The Magazine lists a selection of general interest books, films, and albums by alumni. For additional alumni releases, browse the Magazine’s Goodreads bookshelf.
Waking Gods
Sylvain Neuvel, PhD’03
Author
In Sylvain Neuvel’s sequel to Sleeping Giants (Del Rey, 2016), a team of researchers is working to unravel the mysteries of a towering robot buried on Earth thousands of years previously, when a second robot appears. And a third, and then a whole army. A war breaks out for control of the planet, and the researchers’ discoveries become humanity’s last line of defense against a complete takeover.
Minor Characters Have Their Day: Genre and the Contemporary Literary Marketplace
Jeremy Rosen, AM’04, PhD’11
Author
The trend started in the late 1960s with works like Wide Sargasso Sea and Rosencrantz and Guildenstern Are Dead, and now authors from Geraldine Brooks (March) to Margaret Atwood (The Penelopiad) have published books that retell classic literature from another character’s perspective. University of Utah assistant professor Jeremy Rosen investigates the new genre of “minor character elaboration” and argues it reflects both a neoliberal emphasis on individual experience and publishers’ desire to market new novels to great books readers.
The Working Class Republican: Ronald Reagan and the Return of Blue-Collar Conservatism
Henry Olsen, JD’90
Author
Republican icon Ronald Reagan is the true heir of Democratic hero Franklin Delano Roosevelt, argues Ethics and Public Policy Center senior fellow Henry Olsen—both presidents focused on providing working-class Americans the economic security and dignity of a steady job. Conservatives have been making gains over the past three decades by embracing this New Deal populism, posits Olsen, and should continue to promote the vision that Roosevelt and Reagan shared.
Fallout
Sara Paretsky, AM’69, MBA’77, PhD’77
Author
In Sara Paretsky’s latest V. I. Warshawski mystery, a film student goes missing in a Kansas college town. Warshawski’s investigation draws her into the racial tensions that have long plagued the area, and that may hold clues to the disappearance.
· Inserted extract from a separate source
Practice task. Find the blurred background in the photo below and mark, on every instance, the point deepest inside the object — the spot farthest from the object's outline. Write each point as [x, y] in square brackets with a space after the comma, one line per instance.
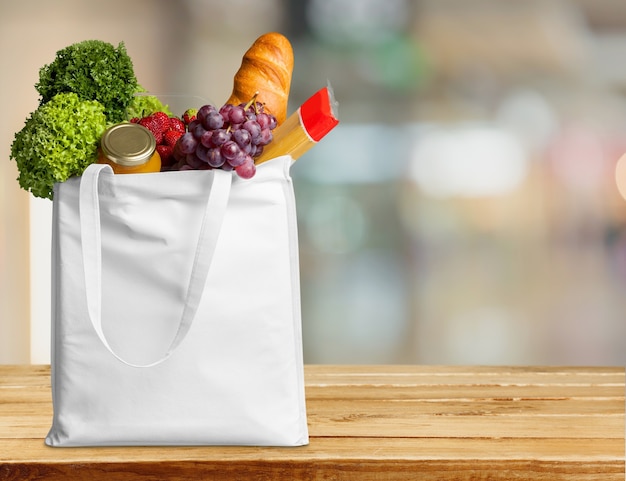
[465, 211]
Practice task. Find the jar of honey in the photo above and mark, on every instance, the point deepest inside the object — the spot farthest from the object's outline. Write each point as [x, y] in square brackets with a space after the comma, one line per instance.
[129, 149]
The Great Rescue: American Heroes, an Iconic Ship, and Saving Europe During World War I
Peter Hernon, AM’72
Author
When the United States entered World War I in 1917, the US Navy seized a German luxury ocean liner from New York Harbor, renamed it the USS Leviathan, and used it to ferry American soldiers to fronts in France. On the centennial of America joining the fight, journalist Peter Hernon uses the ship and its array of passengers—generals and reporters, nurses and a future president—to offer a unique history of the Great War.
Blast the Sugar Out! Lower Blood Sugar, Lose Weight, Live Better
Ian K. Smith, MD’97
Author
The author of the best-selling Shred nutrition series, physician and media personality Ian K. Smith offers a new five-week plan for reducing sugar consumption with the goals of both losing weight and improving overall health. Providing simple low-sugar substitutions, exercise ideas, and more than 45 recipes, Blast the Sugar Out! aims to help readers eat, and love, healthy foods.
Late in the Empire of Men
Christopher Kempf, AM’16
Author
In his debut poetry collection, Christopher Kempf uses his own coming of age in Ohio and California to explore the United States’ larger history of westward expansion and colonialism. Through imagery and reappropriated rhetoric, Kempf explores how American culture shapes and confines young men.
The Sensational Past: How the Enlightenment Changed the Way We Use Our Senses
Carolyn Purnell, AM’07, PhD’13
Author
Enlightenment thinkers, seeking to make sense of their world, employed sight, sound, touch, taste, and smell in ways that seem shocking today—blindfolded children, intentional addictions, pianos made of live cats. Historian Carolyn Purnell delves into this often-bizarre history of sensation and shows how Enlightenment-era sensory experiments continue to shape the way people experience life three centuries later.